Fitting the model on a reduced domain of distances from the terminating distance,results in an highly inflated estimate of the spatial scale, as the posterior will attempt to approximate the second graph shown below - an exposure relationship that is approaching uniform on the domain of distances “observed”.

```
plot(d,X_theta_one,type='l',main = "Exposure Decay Function - reduced domain", xlab = "Distance",
ylab = "Exposure",ylim = c(0,1), xlim = c(0,.5))
```

Simulating a dataset under this model and fitting an rstap model to it with the restricted domain…

```
dists <- fields::rdist(as.matrix(sub_df[,1:2]),
as.matrix(bef_df[,1:2]))
X <- apply(dists,1,function(x) sum(pracma::erfc(x/theta_2)))
## center and scale the exposure effect for ease of exposition/numerical stability
X_tilde <- (X-mean(X))/sd(X)
y <- alpha + Z*delta + X_tilde*beta + rnorm(n = num_subj, mean = 0, sd = sigma)
subject_data <- data_frame(subj_id = 1:num_subj,
y = y,
sex = factor(Z,labels=c("M","F")))
fit_unif <- stap_glm(y ~ sex + sap(Fast_Food), subject_data = subject_data,
distance_data = distance_data,
family = gaussian(link = 'identity'),
subject_ID = 'subj_id',
prior = normal(location = 0,scale = 5,autoscale = F),
prior_intercept = normal(location = 25, scale = 5, autoscale = F),
prior_stap = normal(location = 0, scale = 3, autoscale = F),
prior_theta = log_normal(location = 1, scale = 1),
prior_aux = cauchy(location = 0,scale = 5),
max_distance = .25, chains = 4, iter = 2E3,cores = 4)
```

We can see a much wider estimate of the scale parameter, as well as the corresponding effect.

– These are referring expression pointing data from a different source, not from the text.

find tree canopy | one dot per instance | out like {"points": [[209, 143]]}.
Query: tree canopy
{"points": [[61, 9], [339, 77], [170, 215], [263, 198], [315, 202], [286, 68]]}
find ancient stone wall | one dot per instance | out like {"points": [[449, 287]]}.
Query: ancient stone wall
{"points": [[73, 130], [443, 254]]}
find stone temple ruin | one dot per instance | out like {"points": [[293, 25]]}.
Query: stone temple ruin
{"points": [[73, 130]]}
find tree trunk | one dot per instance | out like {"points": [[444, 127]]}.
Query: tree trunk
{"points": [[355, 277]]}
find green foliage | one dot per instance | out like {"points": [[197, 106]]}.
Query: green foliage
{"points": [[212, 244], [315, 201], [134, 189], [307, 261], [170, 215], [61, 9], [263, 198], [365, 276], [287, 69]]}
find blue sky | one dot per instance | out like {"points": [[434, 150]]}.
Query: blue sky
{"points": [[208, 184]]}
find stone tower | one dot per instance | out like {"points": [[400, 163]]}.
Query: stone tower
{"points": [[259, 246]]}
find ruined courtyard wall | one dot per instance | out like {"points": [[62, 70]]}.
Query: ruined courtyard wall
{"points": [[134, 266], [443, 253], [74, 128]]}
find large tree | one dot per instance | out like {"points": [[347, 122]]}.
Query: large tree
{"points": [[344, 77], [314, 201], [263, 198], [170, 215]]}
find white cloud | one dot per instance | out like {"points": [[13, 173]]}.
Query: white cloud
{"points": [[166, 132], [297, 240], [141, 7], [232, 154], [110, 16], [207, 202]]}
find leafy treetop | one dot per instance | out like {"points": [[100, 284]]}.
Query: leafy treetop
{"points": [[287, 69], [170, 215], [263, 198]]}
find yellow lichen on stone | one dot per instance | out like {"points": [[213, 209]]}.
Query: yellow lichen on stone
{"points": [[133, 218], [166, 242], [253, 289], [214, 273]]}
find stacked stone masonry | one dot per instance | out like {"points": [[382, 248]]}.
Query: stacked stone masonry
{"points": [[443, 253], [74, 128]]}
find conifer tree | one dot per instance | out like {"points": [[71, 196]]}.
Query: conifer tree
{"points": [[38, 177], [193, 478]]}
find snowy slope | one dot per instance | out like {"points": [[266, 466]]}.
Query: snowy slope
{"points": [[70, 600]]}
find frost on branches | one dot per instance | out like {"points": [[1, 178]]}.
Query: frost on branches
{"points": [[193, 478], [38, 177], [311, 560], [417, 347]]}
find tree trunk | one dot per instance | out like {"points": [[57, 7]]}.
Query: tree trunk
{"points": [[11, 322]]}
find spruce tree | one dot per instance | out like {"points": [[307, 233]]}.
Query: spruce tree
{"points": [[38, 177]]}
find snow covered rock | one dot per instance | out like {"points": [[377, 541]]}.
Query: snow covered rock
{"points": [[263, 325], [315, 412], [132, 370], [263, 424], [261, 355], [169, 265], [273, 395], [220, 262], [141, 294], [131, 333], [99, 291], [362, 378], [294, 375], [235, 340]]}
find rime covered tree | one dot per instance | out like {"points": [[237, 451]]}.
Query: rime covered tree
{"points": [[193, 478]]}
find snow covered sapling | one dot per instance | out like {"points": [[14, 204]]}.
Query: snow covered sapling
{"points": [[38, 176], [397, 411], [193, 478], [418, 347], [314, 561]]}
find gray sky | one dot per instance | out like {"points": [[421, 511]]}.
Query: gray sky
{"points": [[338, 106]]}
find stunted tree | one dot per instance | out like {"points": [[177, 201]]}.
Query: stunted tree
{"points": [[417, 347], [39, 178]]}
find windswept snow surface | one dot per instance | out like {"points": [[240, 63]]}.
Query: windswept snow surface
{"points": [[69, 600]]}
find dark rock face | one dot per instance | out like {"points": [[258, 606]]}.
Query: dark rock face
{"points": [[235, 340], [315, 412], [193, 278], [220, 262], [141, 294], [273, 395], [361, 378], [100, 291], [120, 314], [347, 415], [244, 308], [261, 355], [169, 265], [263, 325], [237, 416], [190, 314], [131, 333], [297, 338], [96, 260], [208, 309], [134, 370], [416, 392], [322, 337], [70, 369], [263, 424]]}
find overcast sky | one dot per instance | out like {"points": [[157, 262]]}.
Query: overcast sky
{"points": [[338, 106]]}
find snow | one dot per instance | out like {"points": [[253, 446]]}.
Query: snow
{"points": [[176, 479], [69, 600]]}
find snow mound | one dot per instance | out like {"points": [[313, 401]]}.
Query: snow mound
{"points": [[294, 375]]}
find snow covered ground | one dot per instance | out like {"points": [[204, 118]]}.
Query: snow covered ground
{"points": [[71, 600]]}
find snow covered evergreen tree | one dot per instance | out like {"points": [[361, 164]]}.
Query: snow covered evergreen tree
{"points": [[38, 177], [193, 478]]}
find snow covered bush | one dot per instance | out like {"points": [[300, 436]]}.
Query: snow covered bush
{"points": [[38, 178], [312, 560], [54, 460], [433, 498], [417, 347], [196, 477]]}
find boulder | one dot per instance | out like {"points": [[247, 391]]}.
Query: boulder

Here is a plot of the estimate on the full domain of the data - we can see that the exposure function approximation becomes less accurate on the set of distances not included in the model.

As can be seen below, the approximation is quite good on the reduced domain, but the reduced number of distances results in a wider uncertainty interval, and the constrained domain results in an inflated estimate.

If additional fast food restaurants were included, beyond that which were truly “needed”“, what would happen to our model estimates? Is this equivalent to the non-informative data exclusion?

```
dists <- fields::rdist(as.matrix(sub_df[,1:2]),
as.matrix(rbind(bef_df[,1:2],extra_befs[,1:2])))
distance_data <- dists %>% as_data_frame() %>%
mutate(subj_id = 1:num_subj) %>%
tidyr::gather(contains("V"),key = 'BEF',value = 'Distance') %>%
mutate(BEF = 'Fast_Food')
fit <- stap_glm(formula = y ~ sex + sap(Fast_Food),
subject_data = subject_data,
distance_data = distance_data,
family = gaussian(link = 'identity'),
subject_ID = 'subj_id',
prior = normal(location = 0, scale = 5,autoscale = F),
prior_intercept = normal(location = 25, scale = 5, autoscale = F),
prior_stap = normal(location = 0, scale = 3, autoscale = F),
prior_theta = log_normal(location = 0, scale = 1),
prior_aux = cauchy(location = 0,scale = 5),
max_distance = max(dists), chains = 4, cores = 4, iter = 2E3) ## including unneccessary data
```

Our model is still able to recover the estimates correctly - about as well as it did in the typical model setting! This is because the additional parameters only contribute an increasingly small amount of information as a function of distance, reasonable *a priori* choices of the \(\theta\) spatial scale.

It is important to note the limitations of these simulations. To begin with, the exposure covariate \(\tilde{X}\) is an **unknown** function of the distances between the subjects and the businesses and the spatial scale. Thus these simulations do not represent the probably more realistic scenarios in which:

The businesses and subjects’ locations are correlated within and between features, resulting in a more highly skewed \(\tilde{X}\) distribution and possible collinearity issues or

The decay function is mis-specified or

The prior does not place high probability on the true spatial scale in these settings.

These areas for potential problems will be the subject of future vignettes.